2. Support and resistance
Support level and resistance level are the points in the chart that are subjected to continuous upward or downward pressure. The support level is usually the lowest point of all chart modes (hourly line, weekly line or annual line), while the resistance level is the highest point (highest point) in the chart. When these points show a recurring trend, they are considered as support and resistance. The best time to buy/sell is near the unbreakable support/resistance level. Once these levels are broken, they often become reverse obstacles. However, in the falling market, once the support level is broken, it will turn into resistance.
3. Lines and channels
Trend line is a simple and practical tool to identify the direction of market trends. An upward straight line is formed by connecting at least two consecutive low points. Naturally, the second point is definitely higher than the first point. The extension of the straight line helps to judge the running path of the market. Upward trend is a specific method to identify the support line/support level. On the other hand, a downward line is drawn by connecting two or more points. The variability of transaction lines is related to the number of connection points to some extent. However, it is worth mentioning that these points don't have to be too close. A channel is defined as an upward trend line parallel to the corresponding downward trend line. The two lines can represent the price rising, falling or horizontal channels.
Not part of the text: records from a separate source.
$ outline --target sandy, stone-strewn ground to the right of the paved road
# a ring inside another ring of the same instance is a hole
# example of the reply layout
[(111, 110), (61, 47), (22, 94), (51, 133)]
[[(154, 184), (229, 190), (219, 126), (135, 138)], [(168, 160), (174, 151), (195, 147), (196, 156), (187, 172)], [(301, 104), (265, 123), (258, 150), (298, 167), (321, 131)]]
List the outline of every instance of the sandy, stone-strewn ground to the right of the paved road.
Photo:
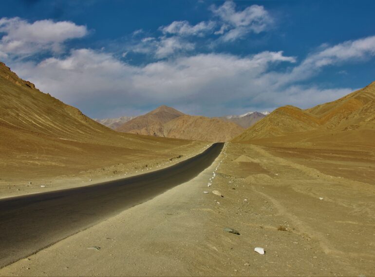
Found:
[(193, 180), (0, 275), (374, 276), (374, 153), (293, 151), (229, 143)]

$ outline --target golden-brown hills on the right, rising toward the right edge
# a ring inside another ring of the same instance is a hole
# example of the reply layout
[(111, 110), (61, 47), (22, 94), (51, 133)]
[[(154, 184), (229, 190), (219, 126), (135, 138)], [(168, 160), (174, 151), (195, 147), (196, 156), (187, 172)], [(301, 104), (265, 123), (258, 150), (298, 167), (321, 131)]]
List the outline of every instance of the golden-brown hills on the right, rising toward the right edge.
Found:
[[(370, 134), (373, 137), (369, 137)], [(375, 82), (336, 101), (309, 109), (280, 107), (233, 141), (271, 141), (272, 138), (275, 141), (373, 141)]]

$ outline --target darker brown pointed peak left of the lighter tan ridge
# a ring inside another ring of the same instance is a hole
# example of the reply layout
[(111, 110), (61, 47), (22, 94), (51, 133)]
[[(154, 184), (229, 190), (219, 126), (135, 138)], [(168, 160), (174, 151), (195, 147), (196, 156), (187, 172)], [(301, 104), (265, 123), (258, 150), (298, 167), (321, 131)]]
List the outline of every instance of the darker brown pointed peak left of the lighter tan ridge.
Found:
[(124, 133), (165, 137), (163, 124), (183, 115), (185, 114), (174, 108), (162, 105), (145, 115), (125, 122), (116, 130)]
The common properties of channels that support the connection points of trend lines should be located between the two connection points of their reverse lines.
Step 4 look for trends
As for technical analysis, the first sentence you may hear is the following proverb: "Trend is your friend". Finding the leading trend will help you have a comprehensive view of the overall market orientation and give you a sharper insight, especially when short-term market fluctuations disrupt the overall market situation. Weekly chart and monthly chart analysis are most suitable for identifying long-term trends. Once you find the overall trend, you can choose the trend within the time span you want to trade. So you can buy or sell in the rising trend.